Capítulo 175: Ruptura (11)
— Acho que temos coisas para acertar depois.
— H-hã?
— Espere lá fora — Jaehwan falou friamente, e Surha recuou em direção à porta. Por quê? Por que ela estava com medo dele? Surha gritou em objeção: — Espere! O que você está…!
— Fique quieta, senhorita! É importante agora!
Era Runald. Surha ficou chocada com o poderoso poder mundial dentro do garoto. Quem era esse garoto? Então ela ouviu uma voz familiar atrás de si.

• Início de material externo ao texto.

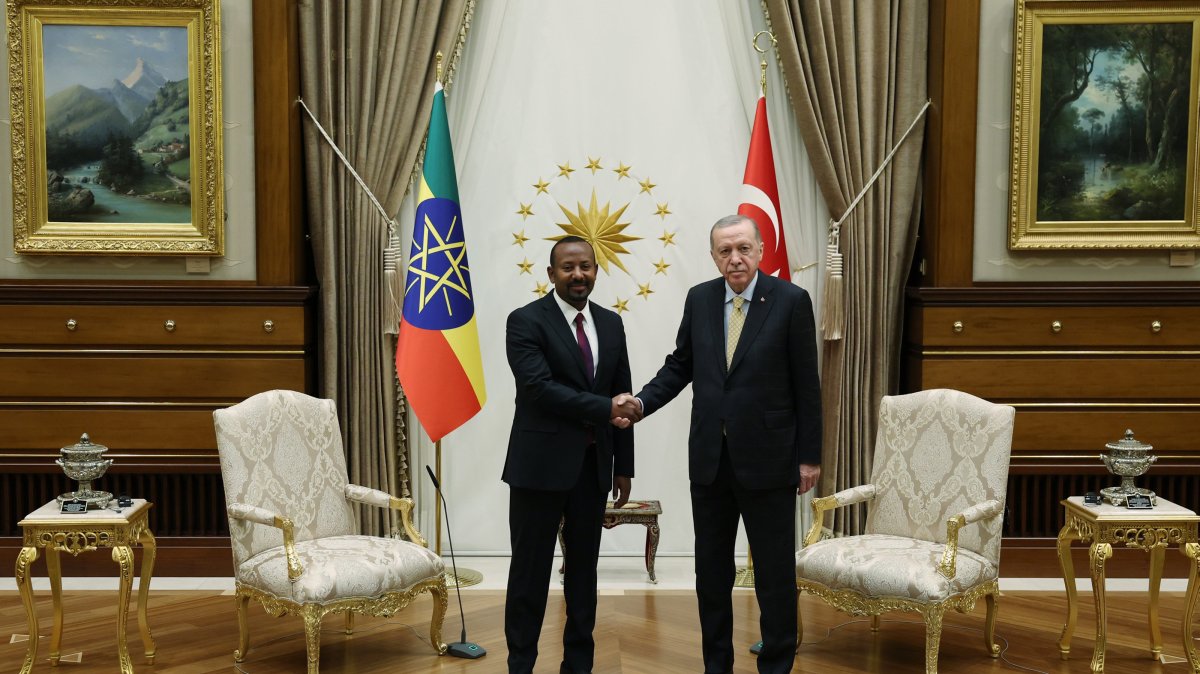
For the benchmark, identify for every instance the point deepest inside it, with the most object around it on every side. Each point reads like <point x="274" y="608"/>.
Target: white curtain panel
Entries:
<point x="658" y="97"/>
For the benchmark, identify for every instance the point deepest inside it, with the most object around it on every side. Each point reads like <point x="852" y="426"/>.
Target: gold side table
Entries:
<point x="1152" y="530"/>
<point x="48" y="529"/>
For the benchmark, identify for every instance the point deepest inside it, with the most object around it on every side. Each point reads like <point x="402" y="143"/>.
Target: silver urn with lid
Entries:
<point x="85" y="462"/>
<point x="1127" y="458"/>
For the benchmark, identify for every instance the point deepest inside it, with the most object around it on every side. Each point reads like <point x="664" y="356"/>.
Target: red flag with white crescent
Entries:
<point x="760" y="197"/>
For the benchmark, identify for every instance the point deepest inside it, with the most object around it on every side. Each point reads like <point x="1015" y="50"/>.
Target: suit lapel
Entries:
<point x="760" y="306"/>
<point x="559" y="328"/>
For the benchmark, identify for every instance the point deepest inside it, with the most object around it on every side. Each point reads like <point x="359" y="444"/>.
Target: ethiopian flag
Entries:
<point x="437" y="354"/>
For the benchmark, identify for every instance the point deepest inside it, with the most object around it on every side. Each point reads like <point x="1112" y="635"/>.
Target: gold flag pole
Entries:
<point x="744" y="575"/>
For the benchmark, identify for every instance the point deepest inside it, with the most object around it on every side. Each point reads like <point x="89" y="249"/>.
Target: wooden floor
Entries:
<point x="651" y="632"/>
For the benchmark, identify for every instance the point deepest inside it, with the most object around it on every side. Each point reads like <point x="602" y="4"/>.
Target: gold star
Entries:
<point x="599" y="228"/>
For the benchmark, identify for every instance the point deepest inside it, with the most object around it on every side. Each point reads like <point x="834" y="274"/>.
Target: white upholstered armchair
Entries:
<point x="934" y="522"/>
<point x="295" y="545"/>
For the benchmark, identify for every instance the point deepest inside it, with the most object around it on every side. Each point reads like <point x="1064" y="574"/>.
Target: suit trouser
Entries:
<point x="769" y="517"/>
<point x="533" y="529"/>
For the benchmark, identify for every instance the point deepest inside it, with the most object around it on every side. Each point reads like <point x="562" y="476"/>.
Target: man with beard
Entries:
<point x="570" y="362"/>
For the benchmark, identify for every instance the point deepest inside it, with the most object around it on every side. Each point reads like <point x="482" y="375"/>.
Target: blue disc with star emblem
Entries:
<point x="437" y="288"/>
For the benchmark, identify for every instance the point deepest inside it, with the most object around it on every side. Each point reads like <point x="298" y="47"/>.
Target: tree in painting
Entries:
<point x="1113" y="139"/>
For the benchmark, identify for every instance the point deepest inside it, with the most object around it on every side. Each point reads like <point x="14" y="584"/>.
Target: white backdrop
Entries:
<point x="666" y="89"/>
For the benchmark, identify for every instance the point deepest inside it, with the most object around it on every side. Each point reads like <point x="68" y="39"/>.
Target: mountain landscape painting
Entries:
<point x="118" y="143"/>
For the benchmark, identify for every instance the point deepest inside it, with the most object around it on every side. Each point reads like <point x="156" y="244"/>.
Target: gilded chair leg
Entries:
<point x="312" y="638"/>
<point x="933" y="637"/>
<point x="989" y="626"/>
<point x="438" y="593"/>
<point x="243" y="629"/>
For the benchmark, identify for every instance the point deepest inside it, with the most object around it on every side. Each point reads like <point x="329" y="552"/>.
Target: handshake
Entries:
<point x="627" y="410"/>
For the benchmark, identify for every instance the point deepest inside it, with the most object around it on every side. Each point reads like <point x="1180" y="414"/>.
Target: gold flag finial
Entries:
<point x="762" y="56"/>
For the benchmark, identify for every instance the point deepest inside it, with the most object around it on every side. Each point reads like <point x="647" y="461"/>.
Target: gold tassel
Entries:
<point x="393" y="288"/>
<point x="833" y="312"/>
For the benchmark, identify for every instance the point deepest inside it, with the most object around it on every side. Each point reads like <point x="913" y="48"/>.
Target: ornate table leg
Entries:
<point x="124" y="558"/>
<point x="1192" y="551"/>
<point x="1068" y="576"/>
<point x="25" y="559"/>
<point x="1156" y="579"/>
<point x="652" y="547"/>
<point x="149" y="551"/>
<point x="54" y="570"/>
<point x="1098" y="554"/>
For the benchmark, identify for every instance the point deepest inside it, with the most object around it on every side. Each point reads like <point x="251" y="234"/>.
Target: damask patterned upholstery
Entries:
<point x="934" y="523"/>
<point x="295" y="543"/>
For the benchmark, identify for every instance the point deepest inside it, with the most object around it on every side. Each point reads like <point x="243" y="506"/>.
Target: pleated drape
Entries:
<point x="367" y="72"/>
<point x="857" y="76"/>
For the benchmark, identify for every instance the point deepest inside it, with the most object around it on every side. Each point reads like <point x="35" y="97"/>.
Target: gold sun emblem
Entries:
<point x="601" y="228"/>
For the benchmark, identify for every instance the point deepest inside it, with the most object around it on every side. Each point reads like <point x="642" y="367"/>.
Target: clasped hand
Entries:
<point x="625" y="410"/>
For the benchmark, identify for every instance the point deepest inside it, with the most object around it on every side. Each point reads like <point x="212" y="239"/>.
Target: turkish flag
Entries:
<point x="760" y="197"/>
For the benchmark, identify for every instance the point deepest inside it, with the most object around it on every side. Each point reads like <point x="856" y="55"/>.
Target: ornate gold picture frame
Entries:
<point x="1104" y="125"/>
<point x="117" y="127"/>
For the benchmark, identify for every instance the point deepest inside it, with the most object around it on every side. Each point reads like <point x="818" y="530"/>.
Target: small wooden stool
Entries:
<point x="634" y="512"/>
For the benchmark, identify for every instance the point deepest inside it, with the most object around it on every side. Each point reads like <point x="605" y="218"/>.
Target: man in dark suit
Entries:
<point x="569" y="360"/>
<point x="748" y="347"/>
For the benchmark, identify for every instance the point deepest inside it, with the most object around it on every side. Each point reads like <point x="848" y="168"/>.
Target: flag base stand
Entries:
<point x="463" y="578"/>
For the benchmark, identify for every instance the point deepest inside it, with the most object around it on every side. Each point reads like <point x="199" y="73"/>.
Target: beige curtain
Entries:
<point x="857" y="76"/>
<point x="367" y="71"/>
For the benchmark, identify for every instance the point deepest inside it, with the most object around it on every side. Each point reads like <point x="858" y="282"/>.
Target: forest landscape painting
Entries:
<point x="117" y="110"/>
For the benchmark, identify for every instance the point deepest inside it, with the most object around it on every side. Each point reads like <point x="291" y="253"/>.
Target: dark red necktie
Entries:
<point x="585" y="348"/>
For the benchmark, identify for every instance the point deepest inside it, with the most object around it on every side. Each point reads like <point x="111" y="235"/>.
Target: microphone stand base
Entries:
<point x="466" y="649"/>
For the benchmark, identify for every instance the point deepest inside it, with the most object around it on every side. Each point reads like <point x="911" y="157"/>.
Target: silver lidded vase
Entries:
<point x="1127" y="458"/>
<point x="85" y="462"/>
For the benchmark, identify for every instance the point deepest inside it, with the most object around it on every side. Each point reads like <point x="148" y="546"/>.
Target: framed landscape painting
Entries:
<point x="117" y="127"/>
<point x="1104" y="125"/>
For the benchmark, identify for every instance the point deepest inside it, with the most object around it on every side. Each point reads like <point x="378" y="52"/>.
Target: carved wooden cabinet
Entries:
<point x="1080" y="365"/>
<point x="141" y="369"/>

— Ugh, ele começou de novo.
— Jaehwan! Eu disse para ir mais devagar!
— …Ele não mudou nada.
Três pessoas caminhavam por cima dos Subgerentes de Eepoque que haviam caído atrás da porta. Surha franziu a testa.1
— Professor?
— Surha, eu não sabia que você estava aqui — Chunghuh sorriu. Ele era seguido por Karlton e Sirwen. Eram os piratas chamados de ‘Portadores da Queda’ e as pessoas com quem Surha passou os últimos 2 anos. Ela então avistou a nave do lado de fora da janela.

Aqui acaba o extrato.